The cyber attacks, beginning in at least 2013, pilfered more than 31 terabytes of academic data and intellectual property from 144 U.S. universities and 176 universities in 21 other countries, the U.S. Department of Justice said, describing the conspiracy as one of the largest state-sponsored hacking sprees prosecuted.
The U.S. Treasury Department said that it was placing sanctions on the nine accused individuals and the Mabna Institute, a company described by U.S. prosecutors as designed to help Iranian research organizations steal information.
“These defendants are now fugitives of justice,” U.S. Deputy Attorney General Rod Rosenstein said at a press conference. Rosenstein said they may face extradition in more than 100 countries if they travel outside of Iran.
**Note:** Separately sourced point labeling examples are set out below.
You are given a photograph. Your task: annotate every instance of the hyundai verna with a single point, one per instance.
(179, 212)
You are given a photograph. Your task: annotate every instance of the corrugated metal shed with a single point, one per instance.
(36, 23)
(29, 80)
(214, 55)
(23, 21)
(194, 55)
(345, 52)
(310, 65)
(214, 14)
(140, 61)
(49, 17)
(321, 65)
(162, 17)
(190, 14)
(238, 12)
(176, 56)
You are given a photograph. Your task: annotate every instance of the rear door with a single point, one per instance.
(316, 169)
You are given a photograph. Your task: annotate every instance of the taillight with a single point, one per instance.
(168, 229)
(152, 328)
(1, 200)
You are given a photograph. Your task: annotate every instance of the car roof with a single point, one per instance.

The hackers were not accused of being directly employed by Iran’s government. They were instead charged with criminal conduct waged primarily through the Mabna Institute on behalf of the Islamic Revolutionary Guard Corps, the elite military force assigned to defend Iran’s Shi’ite theocracy from internal and external threats.
There was no immediate response to the charges and sanctions in Iran’s state-run media.
Hackers targeted email accounts of more than 100,000 professors worldwide and compromised about 8,000 of them, prosecutors said. Hackers also targeted the U.S. Labor Department, the U.S. Federal Energy Regulatory Commission, the United Nations and the computer systems of the U.S. states Hawaii and Indiana, prosecutors said.
Friday’s actions are part of an effort by senior cyber security officials at the White House and across the U.S. government to blame foreign countries for malicious hacks.
Three observations here about this story:
1) If Rod Rosenstein wanted cover from Trump's capricious ire, "indicting Iranian hackers in a major operation that started under Obama's watch" is about as high on the list as he could have gone, short of actually firing Mueller. In a real way, Rosenstein's announcement may have saved his job. For now.
2) With this coming the day after John Bolton's Mustache was announced as the next National Security Adviser, let's recall that the Trump regime's latest nuclear posture review included the desire to use military action, up to and including the deployment of "strategic weapons", in response to cyber attacks by nation states. Rosenstein conceivably just gave these asshole a pretext for war. Maybe nuclear war. Hell, I don't know.
3) But the DoJ investigating Iran's Revolutionary Guard's money trail is a double-bladed sword for Trump and he knows it. Last March's revelations that Ivanka Trump was involved heavily in a failed Trump Tower project in Baku, Azerbaijan that was really a money laundering front for the RG suddenly takes on a whole new level of importance, especially after this announcement. And of course, Robert Mueller knows what Rosenstein knows.
It's a complex and complicated subject, but the upshot is that while this was coming for a long time, the timing and method of the announcement was totally up to Rosenstein on this. There's a lot behind the scenes here, and we'll find out at some point.